This section is under construction - I am coordinating with the GEOS-Chem developers to work on a download script from S3. Stay tuned!

I would like to refer you to the excellent GEOS-Chem on the Cloud guide if you have any questions.

Downloading WRF input data

Lots of different meteorological boundary and initial conditions can be used to drive the WRF model. Refer to this list of free data sets for driving WRF.

You can find more information on input data from the official WRF-GC guide.

Building WRF(-GC)

Configuring

Building WRF-GC is just like WRF-Chem. If you have used the above ~/.bashrc you will be ready to go - cd to your WRFV3 directory and ./configure WRF:

./configure -hyb

Noting that the -hyb option must be enabled for WRF 3.9.1.1 to include the sigma-eta hybrid grid, required by GEOS-Chem.

If you chose to use the Intel compiler set, choose icc/ifort with (dmpar) option; if you chose GNU, then choose gcc/gfortran with (dmpar) option.
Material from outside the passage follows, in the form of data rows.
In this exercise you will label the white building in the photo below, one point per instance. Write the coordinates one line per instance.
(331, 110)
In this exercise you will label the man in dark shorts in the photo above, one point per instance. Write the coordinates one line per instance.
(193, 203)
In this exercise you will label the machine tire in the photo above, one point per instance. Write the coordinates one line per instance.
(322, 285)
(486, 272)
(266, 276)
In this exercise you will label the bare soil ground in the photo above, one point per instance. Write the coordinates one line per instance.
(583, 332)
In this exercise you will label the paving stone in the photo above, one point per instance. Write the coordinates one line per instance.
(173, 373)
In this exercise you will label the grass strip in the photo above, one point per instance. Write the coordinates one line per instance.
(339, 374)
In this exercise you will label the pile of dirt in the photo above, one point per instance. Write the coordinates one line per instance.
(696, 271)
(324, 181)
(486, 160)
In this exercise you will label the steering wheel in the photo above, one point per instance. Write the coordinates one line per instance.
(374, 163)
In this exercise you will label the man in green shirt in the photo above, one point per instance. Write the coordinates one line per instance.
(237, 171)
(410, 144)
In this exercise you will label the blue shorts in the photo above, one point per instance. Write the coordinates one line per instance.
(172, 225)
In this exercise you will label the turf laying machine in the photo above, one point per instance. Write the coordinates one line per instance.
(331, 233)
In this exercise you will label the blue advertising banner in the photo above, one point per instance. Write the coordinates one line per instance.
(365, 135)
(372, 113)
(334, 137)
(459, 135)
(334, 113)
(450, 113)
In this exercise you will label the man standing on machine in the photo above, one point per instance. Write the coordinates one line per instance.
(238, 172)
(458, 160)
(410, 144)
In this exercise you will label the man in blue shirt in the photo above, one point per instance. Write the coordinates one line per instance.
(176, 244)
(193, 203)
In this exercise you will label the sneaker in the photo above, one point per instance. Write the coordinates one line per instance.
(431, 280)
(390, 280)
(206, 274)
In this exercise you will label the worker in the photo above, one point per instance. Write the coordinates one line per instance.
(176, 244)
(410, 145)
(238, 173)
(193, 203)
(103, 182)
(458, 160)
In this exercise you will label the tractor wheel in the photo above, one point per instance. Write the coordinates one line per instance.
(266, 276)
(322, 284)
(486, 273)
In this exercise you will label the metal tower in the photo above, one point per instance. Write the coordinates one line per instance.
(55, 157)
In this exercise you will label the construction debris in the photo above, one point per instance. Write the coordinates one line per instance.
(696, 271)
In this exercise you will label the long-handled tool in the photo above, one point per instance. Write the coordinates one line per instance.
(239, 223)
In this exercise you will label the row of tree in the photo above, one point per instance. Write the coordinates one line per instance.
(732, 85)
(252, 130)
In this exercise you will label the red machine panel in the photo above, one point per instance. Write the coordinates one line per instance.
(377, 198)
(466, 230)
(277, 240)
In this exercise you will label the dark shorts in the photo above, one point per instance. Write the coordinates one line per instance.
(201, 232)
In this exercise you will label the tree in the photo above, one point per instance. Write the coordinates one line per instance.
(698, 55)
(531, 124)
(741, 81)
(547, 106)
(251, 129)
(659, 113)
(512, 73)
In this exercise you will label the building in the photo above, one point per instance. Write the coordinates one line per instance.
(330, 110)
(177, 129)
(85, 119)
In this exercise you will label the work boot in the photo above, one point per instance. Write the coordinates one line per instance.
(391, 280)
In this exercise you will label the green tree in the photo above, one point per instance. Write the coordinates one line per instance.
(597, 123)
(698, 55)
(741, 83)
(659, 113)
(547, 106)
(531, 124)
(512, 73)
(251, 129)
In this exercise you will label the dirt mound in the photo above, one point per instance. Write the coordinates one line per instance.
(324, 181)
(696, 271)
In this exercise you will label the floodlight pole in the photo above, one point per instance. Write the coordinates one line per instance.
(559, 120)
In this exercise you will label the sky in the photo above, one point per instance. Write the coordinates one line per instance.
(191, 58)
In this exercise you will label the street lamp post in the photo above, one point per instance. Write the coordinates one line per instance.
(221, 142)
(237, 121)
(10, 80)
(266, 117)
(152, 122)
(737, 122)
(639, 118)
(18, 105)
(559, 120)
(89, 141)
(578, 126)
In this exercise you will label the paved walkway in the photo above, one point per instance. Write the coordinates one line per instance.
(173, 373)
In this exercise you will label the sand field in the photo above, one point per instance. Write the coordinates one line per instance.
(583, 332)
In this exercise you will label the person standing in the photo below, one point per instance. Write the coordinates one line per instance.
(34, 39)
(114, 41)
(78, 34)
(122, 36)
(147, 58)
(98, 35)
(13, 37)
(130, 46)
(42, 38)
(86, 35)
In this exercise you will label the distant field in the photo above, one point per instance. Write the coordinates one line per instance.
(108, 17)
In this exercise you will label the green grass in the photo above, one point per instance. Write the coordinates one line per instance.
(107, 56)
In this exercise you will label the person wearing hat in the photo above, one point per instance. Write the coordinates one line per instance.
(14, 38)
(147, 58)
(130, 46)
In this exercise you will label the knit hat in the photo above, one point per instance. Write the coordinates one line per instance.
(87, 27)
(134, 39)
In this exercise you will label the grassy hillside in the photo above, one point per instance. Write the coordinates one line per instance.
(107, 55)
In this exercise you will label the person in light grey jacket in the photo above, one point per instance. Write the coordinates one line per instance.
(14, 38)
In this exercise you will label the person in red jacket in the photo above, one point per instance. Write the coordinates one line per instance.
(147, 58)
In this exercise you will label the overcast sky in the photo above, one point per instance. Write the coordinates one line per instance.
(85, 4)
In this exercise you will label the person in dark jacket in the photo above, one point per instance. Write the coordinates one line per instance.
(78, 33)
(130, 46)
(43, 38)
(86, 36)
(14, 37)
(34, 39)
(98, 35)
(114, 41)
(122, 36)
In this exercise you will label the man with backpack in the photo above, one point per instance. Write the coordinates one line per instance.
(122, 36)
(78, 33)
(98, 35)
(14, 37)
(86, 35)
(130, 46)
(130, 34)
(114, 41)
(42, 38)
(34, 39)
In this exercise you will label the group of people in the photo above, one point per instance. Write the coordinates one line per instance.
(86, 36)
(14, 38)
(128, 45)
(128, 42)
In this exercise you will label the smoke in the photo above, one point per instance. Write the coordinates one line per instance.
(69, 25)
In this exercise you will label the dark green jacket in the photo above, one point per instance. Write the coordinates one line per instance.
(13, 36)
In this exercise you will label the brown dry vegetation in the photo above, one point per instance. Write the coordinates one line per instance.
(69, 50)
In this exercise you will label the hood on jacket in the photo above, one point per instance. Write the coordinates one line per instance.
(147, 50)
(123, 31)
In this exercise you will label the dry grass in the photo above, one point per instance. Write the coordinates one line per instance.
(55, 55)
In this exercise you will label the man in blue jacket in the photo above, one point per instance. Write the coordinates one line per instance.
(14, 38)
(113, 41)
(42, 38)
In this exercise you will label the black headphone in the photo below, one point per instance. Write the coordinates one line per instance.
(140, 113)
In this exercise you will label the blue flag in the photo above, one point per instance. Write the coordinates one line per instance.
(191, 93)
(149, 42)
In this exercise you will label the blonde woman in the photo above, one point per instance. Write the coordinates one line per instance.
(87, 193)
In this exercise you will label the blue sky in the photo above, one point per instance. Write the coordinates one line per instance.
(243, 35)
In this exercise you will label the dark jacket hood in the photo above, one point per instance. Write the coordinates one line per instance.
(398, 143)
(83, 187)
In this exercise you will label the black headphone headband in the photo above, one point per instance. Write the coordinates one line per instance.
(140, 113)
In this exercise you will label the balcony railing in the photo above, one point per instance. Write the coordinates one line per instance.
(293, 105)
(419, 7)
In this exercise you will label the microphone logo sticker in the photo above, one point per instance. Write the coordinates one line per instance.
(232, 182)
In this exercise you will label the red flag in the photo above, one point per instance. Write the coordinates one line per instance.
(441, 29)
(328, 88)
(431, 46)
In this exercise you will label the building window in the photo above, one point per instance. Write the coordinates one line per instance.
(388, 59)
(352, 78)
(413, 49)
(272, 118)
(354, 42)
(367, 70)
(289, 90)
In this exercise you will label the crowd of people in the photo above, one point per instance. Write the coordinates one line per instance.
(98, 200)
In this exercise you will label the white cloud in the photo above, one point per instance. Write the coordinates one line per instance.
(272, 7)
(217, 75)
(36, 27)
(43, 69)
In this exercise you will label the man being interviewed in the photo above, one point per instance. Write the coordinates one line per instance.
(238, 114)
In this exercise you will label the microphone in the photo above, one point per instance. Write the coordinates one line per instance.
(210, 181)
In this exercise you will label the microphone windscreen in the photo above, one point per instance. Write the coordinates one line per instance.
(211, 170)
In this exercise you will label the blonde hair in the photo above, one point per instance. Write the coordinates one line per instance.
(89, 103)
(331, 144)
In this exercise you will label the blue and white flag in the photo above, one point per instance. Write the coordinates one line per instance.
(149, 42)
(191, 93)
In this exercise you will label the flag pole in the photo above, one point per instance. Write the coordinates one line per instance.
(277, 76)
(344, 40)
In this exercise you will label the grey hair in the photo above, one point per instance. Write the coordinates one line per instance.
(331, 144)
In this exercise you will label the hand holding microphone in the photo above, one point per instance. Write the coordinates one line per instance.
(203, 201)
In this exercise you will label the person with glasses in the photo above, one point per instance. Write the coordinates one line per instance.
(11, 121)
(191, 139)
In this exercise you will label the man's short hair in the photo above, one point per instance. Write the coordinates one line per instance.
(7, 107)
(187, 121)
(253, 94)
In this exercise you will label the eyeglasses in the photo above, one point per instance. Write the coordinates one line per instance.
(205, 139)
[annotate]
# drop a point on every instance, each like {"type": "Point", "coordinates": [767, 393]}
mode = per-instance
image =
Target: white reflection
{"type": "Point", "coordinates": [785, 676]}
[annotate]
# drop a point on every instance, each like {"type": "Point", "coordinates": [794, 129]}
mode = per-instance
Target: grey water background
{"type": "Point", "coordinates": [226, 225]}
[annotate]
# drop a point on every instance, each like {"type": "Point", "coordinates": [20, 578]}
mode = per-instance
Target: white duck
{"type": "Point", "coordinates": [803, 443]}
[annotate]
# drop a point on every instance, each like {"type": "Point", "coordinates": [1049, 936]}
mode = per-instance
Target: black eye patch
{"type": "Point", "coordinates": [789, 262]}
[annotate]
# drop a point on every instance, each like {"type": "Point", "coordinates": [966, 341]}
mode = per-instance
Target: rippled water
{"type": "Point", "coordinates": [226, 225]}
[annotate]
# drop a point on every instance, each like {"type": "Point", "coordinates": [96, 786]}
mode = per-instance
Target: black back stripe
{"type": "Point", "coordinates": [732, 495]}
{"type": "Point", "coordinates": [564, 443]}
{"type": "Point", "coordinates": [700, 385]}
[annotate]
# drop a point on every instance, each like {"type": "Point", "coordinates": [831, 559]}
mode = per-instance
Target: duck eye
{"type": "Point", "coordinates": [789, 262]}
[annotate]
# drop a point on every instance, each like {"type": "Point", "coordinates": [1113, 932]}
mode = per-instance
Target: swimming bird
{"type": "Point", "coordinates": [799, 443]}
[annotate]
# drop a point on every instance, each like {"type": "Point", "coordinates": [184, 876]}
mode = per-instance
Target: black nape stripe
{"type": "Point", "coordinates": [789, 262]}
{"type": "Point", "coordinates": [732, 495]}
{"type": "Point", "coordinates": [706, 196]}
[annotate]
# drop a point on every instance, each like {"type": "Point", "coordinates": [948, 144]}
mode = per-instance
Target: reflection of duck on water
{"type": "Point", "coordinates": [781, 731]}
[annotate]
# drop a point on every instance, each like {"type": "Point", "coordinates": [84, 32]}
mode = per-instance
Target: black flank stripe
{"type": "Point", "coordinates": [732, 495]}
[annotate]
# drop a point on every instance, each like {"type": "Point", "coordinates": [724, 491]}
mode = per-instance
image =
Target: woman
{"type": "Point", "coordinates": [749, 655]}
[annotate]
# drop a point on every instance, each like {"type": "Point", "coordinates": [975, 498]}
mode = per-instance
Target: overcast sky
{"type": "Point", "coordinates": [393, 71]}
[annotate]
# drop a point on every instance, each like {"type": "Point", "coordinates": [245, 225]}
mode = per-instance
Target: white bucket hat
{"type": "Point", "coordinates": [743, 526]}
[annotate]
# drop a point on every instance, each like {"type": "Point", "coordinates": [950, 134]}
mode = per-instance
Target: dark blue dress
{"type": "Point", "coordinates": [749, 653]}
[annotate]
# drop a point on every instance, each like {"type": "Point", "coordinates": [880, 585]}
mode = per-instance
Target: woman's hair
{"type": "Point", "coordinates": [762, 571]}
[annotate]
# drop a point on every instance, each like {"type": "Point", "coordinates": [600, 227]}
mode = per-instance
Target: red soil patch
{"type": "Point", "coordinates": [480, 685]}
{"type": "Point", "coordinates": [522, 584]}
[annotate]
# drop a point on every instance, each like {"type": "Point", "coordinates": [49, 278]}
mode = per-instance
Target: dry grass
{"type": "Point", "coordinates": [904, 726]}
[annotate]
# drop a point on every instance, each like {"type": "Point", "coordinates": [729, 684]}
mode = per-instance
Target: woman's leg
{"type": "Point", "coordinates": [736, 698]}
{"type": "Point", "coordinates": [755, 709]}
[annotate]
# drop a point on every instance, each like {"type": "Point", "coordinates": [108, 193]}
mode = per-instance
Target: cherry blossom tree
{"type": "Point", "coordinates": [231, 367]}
Once configured successfully, proceed to install the WRF-GC registry file:

cd chem
make install_registry
cd ..

This step is mandatory - you may otherwise get Registry: errors during WRF-GC compile complaining about species not found.

Building WRF

Issue the compile command:

./compile em_real

You may want to run this in a screen, because the compile process takes quite long. Once finished WRF should tell you “Executables successfully built”. If you find errors you may want to look at my other “common compile problems” blog post 🙂

Building WPS

WRF requires meteorological fields (boundary and initial conditions) and configuration of the simulation domain before proceeding. You will also need to compile WPS (WRF PreProcessing System). The procedure is exactly the same as on a regular Linux cluster, noting a few important compile issues.

Download WPS and extract it in the same level as your WRFV3 folder:

wget https://github.com/wrf-model/WPS/archive/v3.9.1.tar.gz
tar -xvzf v3.9.1.tar.gz --directory WPS
rm v3.9.1.tar.gz

Configure WPS using the ./configure command, choosing (serial) and the appropriate compiler option. Compile using ./compile.

If you are experiencing issues compiling WPS and cannot find ungrib.exe: Edit WPS/configure.wps and look for COMPRESSION_LIBS, COMPRESSION_INCLUDE. Change these to the output of:

spack location -i jasper@1.900.1

By appending lib/ and include/ to the path. The JasPer library is required for compiling ungrib.exe, so if you cannot find -ljasper then this is the issue.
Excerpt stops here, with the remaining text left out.